How to think about justice has been, in and of itself, a focus of much work. Whether justice should be conceived individually or collectively, whether it is something to be decided through institutional legal means or beyond, and who decides when a situation is just or unjust are some of the questions addressed by those who engage the theme of justice. Quite often, perceptions of new injustices or new formulations of what would constitute a more just society arise not within the so-called ivory tower of academia but outside it, although the academic world is increasingly engaged with its surrounding social context. In fact, the social sciences have often become more attuned to the diverse questions surrounding justice due to the actions of social groups in the public sphere (e.g., the civil rights movement pushed many researchers to deeper engagement on the question of racial justice).

The geography of justice focuses on the spatialities of the question of justice—how phenomena such as international development, peace and war, racism, sexism, class inequality, environmental destruction, and more have specific spatialities to them. Particular spaces or spatial configurations can produce or maintain a situation of injustice. Additionally, a spatial approach can help correct an unjust situation. Thus, identifying these spatialities is one of the primary focuses of geographers working on questions of justice.

There is no clear starting point at which geographers began to work on this theme, and justice has been a concern of different geographers in many different specialties. Nonetheless, much of the recent work that focuses on questions of space and justice inherits from those subfields of geography that developed as a response to the different sociopolitical upheavals of the 1960s and 1970s, in particular (a) geographies of development, (b) feminist geographies, (c) geographies of race, (d) radical geography, and (e) Marxist geography. For many of these subfields, the highlighting and analysis of an injustice and its spatialities is the central theme.

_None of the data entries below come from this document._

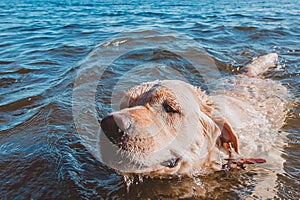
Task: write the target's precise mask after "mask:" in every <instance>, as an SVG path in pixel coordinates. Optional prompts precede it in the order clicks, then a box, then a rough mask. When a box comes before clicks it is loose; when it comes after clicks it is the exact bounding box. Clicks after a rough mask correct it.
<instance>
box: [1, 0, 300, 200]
mask: <svg viewBox="0 0 300 200" xmlns="http://www.w3.org/2000/svg"><path fill="white" fill-rule="evenodd" d="M299 10H300V6H299V3H298V1H294V0H293V1H272V2H268V1H259V0H255V1H251V2H250V1H249V2H238V1H223V2H219V1H199V2H191V1H164V2H161V1H156V0H153V1H149V2H147V3H141V2H139V1H126V2H125V1H103V2H101V3H99V2H96V1H89V2H85V1H69V2H67V3H66V2H64V1H55V0H52V1H31V0H28V1H25V0H24V1H7V0H4V1H1V3H0V11H1V12H0V86H1V87H0V88H1V89H0V154H1V156H0V197H1V199H30V198H32V199H99V198H103V199H105V198H109V199H129V198H131V199H136V198H140V199H146V198H153V199H164V198H165V199H170V198H178V197H182V198H185V197H188V195H189V194H191V193H192V194H193V193H194V194H195V195H198V196H202V197H203V198H204V199H205V198H219V199H225V198H232V199H237V198H240V199H242V198H243V197H245V196H249V195H251V191H252V189H253V187H254V186H255V185H256V184H257V182H259V181H260V180H263V179H264V178H265V177H268V176H267V174H268V172H267V171H263V170H262V171H257V169H255V168H254V169H252V170H249V171H247V172H236V173H223V172H220V173H216V174H214V175H212V176H209V177H200V178H195V179H186V178H178V179H167V180H161V179H144V180H143V182H141V181H140V182H139V181H135V182H134V183H133V184H132V185H131V187H130V189H129V191H128V188H127V186H126V184H125V183H124V181H123V178H122V177H121V176H119V175H117V174H116V173H115V172H114V171H113V170H112V169H110V168H108V167H106V166H105V165H104V164H103V163H101V162H100V161H99V160H98V159H96V158H95V156H94V155H93V153H91V152H90V150H89V149H88V148H87V147H86V146H85V145H84V144H83V143H82V139H81V137H80V136H79V132H80V131H79V130H83V129H84V128H86V127H87V126H88V125H89V124H81V126H80V127H78V126H76V124H75V122H76V120H75V119H74V115H73V114H74V113H72V106H73V105H74V104H73V103H74V102H73V100H74V99H73V98H72V95H73V88H74V85H75V84H76V83H75V82H76V80H77V75H78V72H79V71H80V70H81V69H82V67H83V65H81V64H82V63H84V62H85V61H86V59H89V55H90V53H91V52H94V51H97V49H99V48H100V46H99V45H105V44H107V42H108V41H110V39H111V38H112V37H114V38H117V37H118V34H123V33H124V32H134V31H136V30H138V31H141V30H142V31H141V34H140V36H138V35H136V34H135V36H134V38H132V39H133V40H134V41H141V38H144V37H146V35H147V34H149V33H151V30H152V29H159V30H161V32H160V33H161V34H163V35H164V36H165V37H166V41H172V40H173V41H175V39H177V37H179V35H176V34H175V35H174V34H169V32H168V30H171V31H174V32H176V33H180V34H183V35H186V36H187V37H189V38H192V39H193V40H194V41H195V42H197V43H198V44H199V46H201V47H203V49H204V50H205V52H206V53H207V54H206V55H209V57H210V58H213V60H214V61H215V62H214V63H216V66H217V67H218V69H219V71H220V72H221V74H222V76H226V75H228V74H237V73H239V71H240V70H241V69H242V68H243V66H244V65H245V64H247V63H249V62H250V61H251V60H252V59H253V58H255V57H257V56H260V55H262V54H266V53H270V52H276V53H278V54H279V65H278V66H277V68H276V69H275V70H273V71H272V72H269V73H268V74H267V77H270V78H272V79H274V80H279V81H281V82H282V83H283V84H284V85H286V86H287V87H288V88H289V90H290V91H291V93H292V94H293V95H294V99H299V88H300V84H299V83H300V78H299V72H300V69H299V63H300V59H299V58H300V57H299V55H300V53H299V52H300V49H299V46H300V44H299V36H300V33H299V20H297V19H299V17H300V14H299V13H300V11H299ZM149 30H150V32H149ZM151 34H152V33H151ZM131 35H132V34H131ZM167 38H168V39H169V40H168V39H167ZM179 38H180V39H182V37H179ZM157 40H158V37H156V38H155V37H154V38H152V42H153V43H155V42H156V41H157ZM118 41H119V43H118V44H117V43H115V44H111V45H119V46H120V48H121V46H122V44H120V42H122V40H118ZM132 45H133V46H131V48H130V49H136V50H135V51H131V52H129V53H126V54H124V55H120V56H119V57H117V59H116V60H114V61H113V62H112V63H111V65H110V66H109V68H107V70H106V72H105V74H104V75H103V77H101V81H102V82H101V81H100V82H98V80H95V81H97V84H99V85H100V86H101V84H102V85H105V87H98V90H97V95H96V97H97V99H98V100H97V101H96V103H97V106H98V114H99V116H98V117H99V119H100V118H101V117H103V116H104V115H106V114H107V113H108V112H110V111H111V109H113V108H114V107H113V106H112V107H113V108H111V97H112V95H114V93H112V90H114V88H115V86H116V88H117V89H118V90H122V89H125V88H126V87H129V86H130V85H129V84H125V83H128V82H126V81H128V80H129V79H132V80H137V81H140V82H142V81H146V80H152V79H159V78H160V79H162V78H164V77H165V78H169V79H170V78H178V77H179V78H181V79H186V80H188V81H189V82H190V83H192V84H195V85H198V86H202V87H203V88H205V87H206V89H207V88H208V89H209V88H210V85H209V84H208V83H207V82H206V81H205V80H203V76H201V74H199V73H197V72H196V71H195V70H194V68H193V67H190V66H191V65H190V64H191V63H190V62H189V61H188V60H186V59H185V58H184V57H182V56H180V55H178V54H174V52H172V51H171V50H172V49H171V47H174V44H173V43H169V44H168V43H166V44H164V45H165V46H164V47H169V51H164V50H162V49H160V48H156V49H155V48H149V46H151V45H150V43H146V42H145V43H141V44H134V43H132ZM134 45H136V46H134ZM168 45H169V46H168ZM188 45H189V44H184V43H183V44H182V46H181V47H182V48H183V47H185V46H188ZM170 49H171V50H170ZM183 54H184V55H191V54H189V53H188V52H187V51H184V52H183ZM108 57H109V56H107V57H106V58H108ZM102 58H105V55H103V57H102ZM98 64H99V66H101V63H98ZM140 69H141V70H140ZM130 70H131V71H130ZM132 70H133V71H134V73H133V71H132ZM147 70H148V71H147ZM128 71H130V72H132V73H128ZM131 74H134V75H135V77H132V76H130V75H131ZM91 77H92V76H91ZM116 77H118V79H116ZM91 79H92V78H91ZM120 80H121V81H123V82H122V83H124V84H116V83H117V82H116V81H120ZM133 82H134V81H131V83H133ZM114 91H115V90H114ZM117 96H118V95H117ZM116 99H117V98H116ZM113 103H115V102H113ZM113 105H114V104H113ZM299 110H300V106H299V103H295V105H294V107H293V108H292V110H291V111H290V112H289V115H288V118H287V123H286V125H285V126H284V127H283V129H282V131H285V132H288V133H289V135H288V139H287V141H286V142H287V143H288V144H287V146H286V147H285V149H284V152H283V157H284V159H286V162H285V164H284V169H285V173H283V174H278V175H277V180H276V187H275V189H274V192H275V195H276V197H277V198H282V199H299V198H300V191H299V180H300V175H299V165H300V162H299V156H300V151H299V147H300V143H299V141H300V134H299V124H300V123H299V122H300V116H299ZM84 112H89V109H87V110H85V111H83V113H84ZM80 128H82V129H80ZM257 174H259V175H260V176H258V178H257ZM264 175H265V176H264ZM186 185H188V186H189V187H185V186H186ZM187 188H188V189H187Z"/></svg>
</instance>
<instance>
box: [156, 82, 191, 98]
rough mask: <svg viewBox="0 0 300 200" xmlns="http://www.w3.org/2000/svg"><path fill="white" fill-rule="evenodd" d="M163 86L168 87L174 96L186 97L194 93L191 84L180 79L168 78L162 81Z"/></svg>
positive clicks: (168, 88) (165, 87)
mask: <svg viewBox="0 0 300 200" xmlns="http://www.w3.org/2000/svg"><path fill="white" fill-rule="evenodd" d="M161 86H162V87H164V88H167V90H169V91H171V92H172V94H173V95H174V97H176V96H178V97H185V96H189V95H192V92H191V89H192V87H191V85H189V84H188V83H185V82H183V81H179V80H167V81H162V82H161Z"/></svg>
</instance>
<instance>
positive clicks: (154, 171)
mask: <svg viewBox="0 0 300 200" xmlns="http://www.w3.org/2000/svg"><path fill="white" fill-rule="evenodd" d="M181 163H182V161H181V159H179V158H178V159H174V158H172V159H170V160H169V161H163V162H162V163H159V164H155V165H151V166H143V165H140V167H138V168H135V166H132V167H129V168H128V169H127V170H124V171H120V170H119V171H118V170H117V172H118V173H119V174H121V175H126V176H134V175H140V176H146V177H151V178H154V177H160V178H164V177H170V176H174V175H178V171H179V169H180V168H181ZM130 169H131V170H130Z"/></svg>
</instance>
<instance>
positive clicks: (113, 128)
mask: <svg viewBox="0 0 300 200" xmlns="http://www.w3.org/2000/svg"><path fill="white" fill-rule="evenodd" d="M130 126H131V120H130V118H129V117H128V116H127V115H125V114H122V113H120V114H118V113H116V114H112V115H109V116H107V117H105V118H104V119H102V121H101V128H102V130H103V132H104V134H105V135H106V136H107V137H108V138H109V140H110V141H112V142H113V143H114V144H120V143H121V142H122V140H123V139H124V136H125V135H126V130H128V129H129V128H130Z"/></svg>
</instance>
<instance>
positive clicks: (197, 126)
mask: <svg viewBox="0 0 300 200" xmlns="http://www.w3.org/2000/svg"><path fill="white" fill-rule="evenodd" d="M277 58H278V55H277V54H275V53H271V54H267V55H264V56H261V57H259V58H258V59H256V60H254V61H253V62H252V63H251V64H249V65H247V66H246V67H245V68H244V69H245V70H244V72H243V73H242V74H239V75H236V76H233V77H231V78H226V79H224V80H222V84H223V87H222V89H220V90H217V91H213V92H211V93H210V94H206V92H204V91H202V90H201V89H200V88H199V87H196V86H192V85H191V84H189V83H186V82H183V81H180V80H157V81H153V82H147V83H143V84H141V85H138V86H135V87H133V88H131V89H130V90H128V91H127V92H126V93H125V94H124V96H123V98H122V99H121V102H120V111H116V112H113V113H110V114H109V115H108V116H106V117H104V118H103V119H102V120H101V122H100V125H101V129H102V130H101V137H102V138H103V139H104V140H106V144H103V145H102V146H101V147H100V148H101V152H102V153H101V154H102V155H103V156H102V157H103V159H105V162H106V163H107V164H108V165H109V166H111V167H113V168H115V169H116V171H117V172H118V173H120V174H122V175H126V174H141V175H147V176H150V177H156V176H168V175H187V176H195V175H199V174H207V173H211V172H214V171H216V170H222V169H224V166H227V167H228V166H229V165H226V163H228V160H230V161H233V160H234V161H238V160H245V159H246V158H255V157H257V158H264V159H265V160H266V161H267V163H266V165H268V166H269V167H270V169H272V170H273V169H275V168H276V169H278V170H279V171H280V170H282V169H283V162H284V160H283V159H282V158H281V156H280V152H281V150H280V148H281V146H280V145H279V146H280V147H278V151H277V150H274V146H276V145H277V144H278V143H281V142H282V141H283V140H282V137H281V136H278V130H279V129H280V128H281V127H282V126H283V125H284V122H285V116H286V114H287V104H288V96H289V92H288V90H287V88H286V87H284V86H283V85H282V84H281V83H279V82H278V81H274V80H271V79H267V78H265V77H264V76H263V74H264V73H265V72H266V71H268V70H269V69H271V68H272V67H274V66H275V65H276V61H277ZM278 152H279V153H278ZM231 163H232V162H231ZM234 163H237V162H234ZM229 167H232V165H230V166H229Z"/></svg>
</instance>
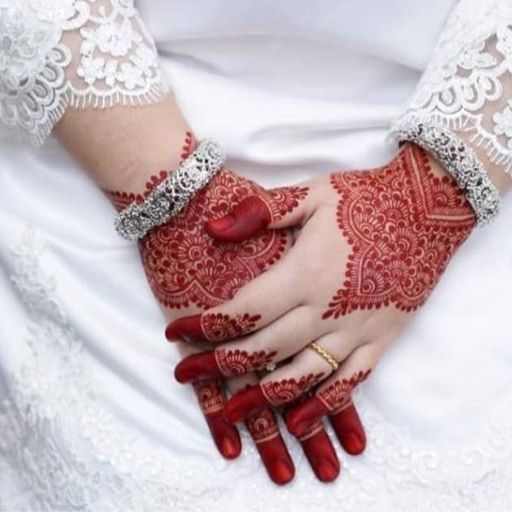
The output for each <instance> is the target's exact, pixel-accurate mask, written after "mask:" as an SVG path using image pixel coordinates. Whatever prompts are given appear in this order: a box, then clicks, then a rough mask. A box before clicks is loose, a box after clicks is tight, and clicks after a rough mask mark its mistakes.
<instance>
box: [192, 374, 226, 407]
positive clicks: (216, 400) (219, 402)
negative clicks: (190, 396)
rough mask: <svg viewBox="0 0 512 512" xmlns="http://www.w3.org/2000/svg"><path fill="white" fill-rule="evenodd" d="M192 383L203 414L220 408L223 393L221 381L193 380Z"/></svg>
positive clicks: (222, 397) (220, 406) (221, 406)
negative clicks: (195, 380) (202, 411)
mask: <svg viewBox="0 0 512 512" xmlns="http://www.w3.org/2000/svg"><path fill="white" fill-rule="evenodd" d="M192 385H193V386H194V389H195V391H196V394H197V399H198V401H199V405H200V407H201V410H202V411H203V413H204V414H206V415H208V414H212V413H215V412H217V411H221V410H222V408H223V406H224V394H223V391H222V382H221V381H220V380H219V379H209V380H200V381H196V382H193V383H192Z"/></svg>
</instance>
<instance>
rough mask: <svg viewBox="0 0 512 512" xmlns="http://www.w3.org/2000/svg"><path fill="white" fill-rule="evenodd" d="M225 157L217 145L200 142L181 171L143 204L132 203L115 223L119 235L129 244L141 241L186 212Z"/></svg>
mask: <svg viewBox="0 0 512 512" xmlns="http://www.w3.org/2000/svg"><path fill="white" fill-rule="evenodd" d="M225 158H226V157H225V153H224V150H223V148H222V147H221V146H220V144H218V143H217V142H214V141H212V140H203V141H201V142H200V143H199V144H198V146H197V148H196V149H195V151H194V152H193V153H192V154H191V155H190V156H189V157H187V158H186V159H185V160H183V162H181V164H180V165H179V166H178V168H177V169H176V170H175V171H174V172H172V173H171V174H170V175H169V176H168V177H167V178H166V179H165V180H163V181H162V182H161V183H160V184H159V185H157V186H156V187H155V188H154V189H153V190H152V191H151V192H150V193H149V194H148V196H147V197H146V198H145V199H144V201H142V202H133V203H131V204H130V205H128V206H127V207H126V208H125V209H124V210H123V211H122V212H120V213H119V214H117V216H116V218H115V220H114V226H115V228H116V231H117V232H118V233H119V234H120V235H121V236H122V237H123V238H126V239H127V240H139V239H141V238H143V237H144V236H145V235H146V234H147V233H148V232H149V231H150V230H151V229H153V228H155V227H157V226H160V225H162V224H165V223H166V222H168V221H169V219H170V218H171V217H172V216H173V215H176V214H177V213H179V212H180V211H182V210H183V208H185V206H186V205H187V203H188V202H189V201H190V199H191V198H192V196H193V195H194V194H195V193H196V192H197V191H198V190H200V189H201V188H203V187H204V186H205V185H206V184H207V183H208V182H209V181H210V180H211V179H212V177H213V176H214V175H215V174H216V173H217V171H219V170H220V169H221V168H222V166H223V165H224V161H225Z"/></svg>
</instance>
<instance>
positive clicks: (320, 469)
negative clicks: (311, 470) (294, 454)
mask: <svg viewBox="0 0 512 512" xmlns="http://www.w3.org/2000/svg"><path fill="white" fill-rule="evenodd" d="M297 440H298V441H299V443H300V444H301V446H302V450H303V451H304V455H306V458H307V459H308V462H309V465H310V466H311V469H312V470H313V472H314V473H315V476H316V477H317V478H318V479H319V480H320V481H321V482H332V481H333V480H336V478H337V477H338V476H339V474H340V471H341V465H340V461H339V459H338V456H337V455H336V451H335V449H334V446H333V445H332V442H331V440H330V439H329V436H328V435H327V432H326V431H325V429H324V426H323V425H322V423H321V422H318V423H316V424H315V425H313V426H312V427H311V428H310V429H309V430H308V431H307V432H305V433H304V435H302V436H300V437H298V438H297Z"/></svg>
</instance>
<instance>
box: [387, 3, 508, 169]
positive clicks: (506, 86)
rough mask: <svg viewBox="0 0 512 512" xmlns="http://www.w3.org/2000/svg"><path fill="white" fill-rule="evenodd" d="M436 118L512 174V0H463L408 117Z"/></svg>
mask: <svg viewBox="0 0 512 512" xmlns="http://www.w3.org/2000/svg"><path fill="white" fill-rule="evenodd" d="M422 120H428V121H434V122H436V123H437V124H442V125H444V126H445V127H447V128H448V129H450V130H452V131H453V132H455V133H456V134H457V136H458V137H459V138H461V139H463V140H464V141H465V142H467V143H469V144H470V145H472V146H473V148H474V149H475V150H476V152H477V154H478V155H479V157H480V158H481V159H482V161H483V162H484V163H487V164H488V165H489V166H491V167H494V168H499V169H500V170H503V171H505V172H506V173H509V174H512V1H511V0H460V2H459V3H458V4H457V6H456V7H455V9H454V11H453V13H452V14H451V16H450V17H449V19H448V21H447V24H446V27H445V29H444V30H443V32H442V34H441V36H440V39H439V42H438V44H437V46H436V49H435V51H434V54H433V56H432V59H431V61H430V63H429V64H428V66H427V68H426V70H425V72H424V74H423V77H422V79H421V80H420V82H419V84H418V87H417V89H416V91H415V93H414V95H413V98H412V101H411V103H410V105H409V108H408V110H407V111H406V112H405V114H404V115H403V116H402V117H401V118H400V119H399V120H398V121H397V123H396V124H395V126H396V125H398V124H399V123H401V122H404V121H412V122H419V121H422Z"/></svg>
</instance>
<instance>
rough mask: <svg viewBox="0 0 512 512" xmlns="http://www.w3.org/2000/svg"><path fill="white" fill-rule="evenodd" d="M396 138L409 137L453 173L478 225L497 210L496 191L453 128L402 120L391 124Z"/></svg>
mask: <svg viewBox="0 0 512 512" xmlns="http://www.w3.org/2000/svg"><path fill="white" fill-rule="evenodd" d="M392 133H393V136H394V137H396V138H397V139H398V141H399V142H404V141H406V140H407V141H411V142H414V143H415V144H417V145H418V146H421V147H422V148H423V149H425V150H426V151H428V152H429V153H430V154H431V155H432V156H433V157H434V158H436V159H437V160H438V161H439V162H440V163H441V164H443V166H444V167H445V168H446V170H447V171H448V172H449V173H450V174H451V175H452V176H453V178H454V179H455V181H456V182H457V185H458V186H459V187H460V188H461V189H462V190H463V191H464V194H465V195H466V199H467V201H468V203H469V204H470V205H471V206H472V208H473V210H474V211H475V215H476V218H477V222H478V225H479V226H483V225H485V224H487V223H489V222H490V221H492V220H493V219H494V218H495V217H496V216H497V215H498V213H499V211H500V204H501V200H500V195H499V191H498V189H497V188H496V186H495V185H494V183H493V182H492V181H491V178H490V177H489V175H488V173H487V171H486V169H485V167H484V165H483V164H482V162H481V161H480V160H479V159H478V157H477V156H476V154H475V152H474V151H473V149H472V148H471V147H469V146H468V145H467V144H466V143H465V142H463V141H462V140H461V139H459V138H458V137H457V136H456V135H455V134H454V133H453V132H451V131H450V130H448V129H447V128H445V127H444V126H440V125H438V124H435V123H432V122H430V121H428V120H425V121H420V122H418V121H413V120H407V119H406V120H403V121H399V122H398V123H396V124H395V125H394V126H393V128H392Z"/></svg>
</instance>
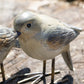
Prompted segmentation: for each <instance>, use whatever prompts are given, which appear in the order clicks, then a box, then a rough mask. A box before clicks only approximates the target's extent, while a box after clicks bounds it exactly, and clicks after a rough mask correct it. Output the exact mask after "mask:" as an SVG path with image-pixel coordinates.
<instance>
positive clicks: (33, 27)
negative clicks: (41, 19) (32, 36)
mask: <svg viewBox="0 0 84 84" xmlns="http://www.w3.org/2000/svg"><path fill="white" fill-rule="evenodd" d="M14 28H15V30H16V31H17V33H18V34H23V33H27V35H28V34H29V33H31V34H32V33H35V32H38V31H39V30H40V19H39V17H38V15H37V14H36V13H33V12H29V11H26V12H23V13H21V14H19V15H18V16H16V18H15V20H14Z"/></svg>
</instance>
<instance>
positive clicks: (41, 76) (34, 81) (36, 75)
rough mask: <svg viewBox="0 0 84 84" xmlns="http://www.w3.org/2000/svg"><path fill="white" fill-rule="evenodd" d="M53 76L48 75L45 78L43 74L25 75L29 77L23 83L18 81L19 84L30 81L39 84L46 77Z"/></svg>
mask: <svg viewBox="0 0 84 84" xmlns="http://www.w3.org/2000/svg"><path fill="white" fill-rule="evenodd" d="M59 73H60V71H59V70H57V71H55V72H54V74H59ZM51 74H52V73H46V74H45V76H44V75H43V73H28V74H24V75H23V76H28V78H25V79H23V80H21V81H18V83H17V84H22V83H24V82H27V81H30V80H34V81H33V82H32V83H31V84H38V83H39V82H40V81H41V80H43V79H45V77H46V76H49V75H51ZM29 76H30V77H29Z"/></svg>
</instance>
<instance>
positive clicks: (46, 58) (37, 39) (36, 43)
mask: <svg viewBox="0 0 84 84" xmlns="http://www.w3.org/2000/svg"><path fill="white" fill-rule="evenodd" d="M14 28H15V30H16V31H17V33H20V34H21V35H20V36H19V41H20V45H21V48H22V49H23V51H24V52H25V53H26V54H28V55H29V56H30V57H32V58H35V59H38V60H43V64H44V65H43V77H45V67H46V60H48V59H52V75H51V84H53V83H54V68H55V67H54V63H55V59H54V58H55V57H56V56H57V55H59V54H62V56H63V58H64V60H65V62H66V64H67V65H68V67H69V69H70V70H73V64H72V60H71V55H70V50H69V43H70V42H71V41H72V40H74V39H75V38H76V37H77V36H78V35H79V34H80V32H81V31H82V29H81V28H76V27H74V26H70V25H67V24H65V23H63V22H61V21H59V20H57V19H54V18H52V17H49V16H47V15H43V14H37V13H34V12H31V11H25V12H23V13H21V14H19V15H17V16H16V18H15V20H14ZM60 61H61V60H60Z"/></svg>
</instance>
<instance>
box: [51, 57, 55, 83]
mask: <svg viewBox="0 0 84 84" xmlns="http://www.w3.org/2000/svg"><path fill="white" fill-rule="evenodd" d="M54 70H55V58H54V59H52V74H51V84H54Z"/></svg>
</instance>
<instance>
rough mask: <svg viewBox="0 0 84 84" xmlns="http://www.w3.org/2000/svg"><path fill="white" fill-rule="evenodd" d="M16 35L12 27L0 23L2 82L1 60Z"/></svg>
mask: <svg viewBox="0 0 84 84" xmlns="http://www.w3.org/2000/svg"><path fill="white" fill-rule="evenodd" d="M17 37H18V36H17V33H15V32H14V30H13V29H11V28H7V27H4V26H1V25H0V65H1V74H2V78H3V82H5V73H4V67H3V60H4V59H5V58H6V56H7V54H8V53H9V51H10V49H11V48H12V47H13V45H14V42H15V39H16V38H17Z"/></svg>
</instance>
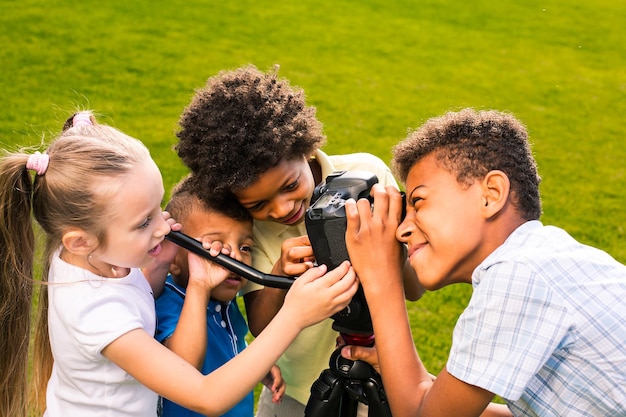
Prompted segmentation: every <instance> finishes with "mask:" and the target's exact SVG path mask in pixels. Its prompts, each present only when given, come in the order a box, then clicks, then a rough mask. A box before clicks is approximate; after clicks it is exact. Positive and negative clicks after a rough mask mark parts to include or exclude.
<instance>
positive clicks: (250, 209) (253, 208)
mask: <svg viewBox="0 0 626 417" xmlns="http://www.w3.org/2000/svg"><path fill="white" fill-rule="evenodd" d="M264 205H265V204H264V203H263V202H260V203H256V204H255V205H253V206H249V207H246V210H248V211H259V210H261V209H262V208H263V206H264Z"/></svg>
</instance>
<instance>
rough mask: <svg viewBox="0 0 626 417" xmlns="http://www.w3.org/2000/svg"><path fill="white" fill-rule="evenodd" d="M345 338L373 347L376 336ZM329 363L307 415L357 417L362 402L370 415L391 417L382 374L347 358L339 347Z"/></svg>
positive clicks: (336, 349)
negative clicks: (367, 341)
mask: <svg viewBox="0 0 626 417" xmlns="http://www.w3.org/2000/svg"><path fill="white" fill-rule="evenodd" d="M342 337H343V338H344V340H346V341H348V342H349V343H351V344H355V345H360V346H372V341H373V335H369V336H365V338H364V337H363V336H362V335H356V336H355V335H348V334H343V333H342ZM365 340H369V342H368V343H367V344H365V343H364V341H365ZM329 366H330V367H329V368H328V369H325V370H323V371H322V373H321V374H320V376H319V378H318V379H317V380H316V381H315V382H313V385H312V386H311V397H309V401H308V403H307V405H306V408H305V409H304V415H305V417H355V416H356V415H357V408H358V404H359V402H360V403H363V404H365V405H367V406H368V407H369V408H368V417H391V410H390V409H389V404H388V403H387V396H386V395H385V391H384V389H383V383H382V380H381V377H380V374H379V373H378V372H376V370H375V369H374V368H373V367H372V366H371V365H370V364H368V363H367V362H364V361H359V360H357V361H352V360H350V359H346V358H344V357H342V356H341V348H338V349H336V350H335V351H334V352H333V353H332V354H331V355H330V361H329Z"/></svg>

Through this work, geographers have been able to contribute new thinking to how questions of justice are approached. For example, even given formal legal equality and the legal end of segregation, geographic work has demonstrated how race continues to be a significant issue in countries such as the United States, through demonstrating inequalities in housing markets that create pools of poverty and electoral gerrymandering that hinders voters from choosing elected representatives responsive to their needs. Even what appears as the “straightforward” work of mapping socioeconomic data from the census or other sources has helped show how poverty and social exclusion do not work in the same ways across the board but are spatially concentrated in certain regions or types of spaces. Geographic work by feminists has demonstrated how spaces of social reproduction and care work (domestic work, child rearing, etc.) have been rendered invisible socially as well as legally and how these have historically been highly feminized spaces. Urban geography has demonstrated how the architecture and urban planning of a city, in and of itself, contributes to the inequalities between groups therein. Work in these fields concerning the geographies of justice focuses on many different scales, from the body to the neighborhood, to the nation and the globe, to producing or redefining scales as such.